CycleCluster: Modernising Clustering Regularisation for Deep Semi-Supervised Classification
This addresses the challenge of limited labeled data in machine learning by offering a new approach to semi-supervised learning, though it appears incremental as it modifies existing assumptions rather than introducing a paradigm shift.
The paper tackles the problem of deep semi-supervised classification by proposing CycleCluster, a framework that uses global clustering information instead of local consistency assumptions to update decision boundaries, demonstrating it as a viable alternative to existing methods.

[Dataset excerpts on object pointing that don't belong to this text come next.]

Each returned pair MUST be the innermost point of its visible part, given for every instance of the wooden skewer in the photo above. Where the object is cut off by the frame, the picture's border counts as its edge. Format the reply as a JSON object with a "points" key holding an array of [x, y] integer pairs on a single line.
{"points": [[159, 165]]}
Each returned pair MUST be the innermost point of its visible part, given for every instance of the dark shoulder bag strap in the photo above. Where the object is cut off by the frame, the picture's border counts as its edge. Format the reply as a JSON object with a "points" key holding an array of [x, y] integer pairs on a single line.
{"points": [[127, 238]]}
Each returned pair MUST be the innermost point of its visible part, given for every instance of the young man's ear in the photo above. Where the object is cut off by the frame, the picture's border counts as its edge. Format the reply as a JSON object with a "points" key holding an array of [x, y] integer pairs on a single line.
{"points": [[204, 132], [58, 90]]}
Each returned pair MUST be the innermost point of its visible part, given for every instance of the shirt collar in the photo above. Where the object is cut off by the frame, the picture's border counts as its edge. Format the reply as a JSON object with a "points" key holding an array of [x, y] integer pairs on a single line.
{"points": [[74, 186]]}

Given the potential difficulties in obtaining large quantities of labelled data, many works have explored the use of deep semi-supervised learning, which uses both labelled and unlabelled data to train a neural network architecture. The vast majority of SSL approaches focus on implementing the low-density separation assumption or consistency assumption, the idea that decision boundaries should lie in low density regions. However, they have implemented this assumption by making local changes to the decision boundary at each data point, ignoring the global structure of the data. In this work, we explore an alternative approach using the global information present in the clustered data to update our decision boundaries. We propose a novel framework, CycleCluster, for deep semi-supervised classification. Our core optimisation is driven by a new clustering based regularisation along with a graph based pseudo-labels and a shared deep network. Demonstrating that direct implementation of the cluster assumption is a viable alternative to the popular consistency based regularisation. We demonstrate the predictive capability of our technique through a careful set of numerical results.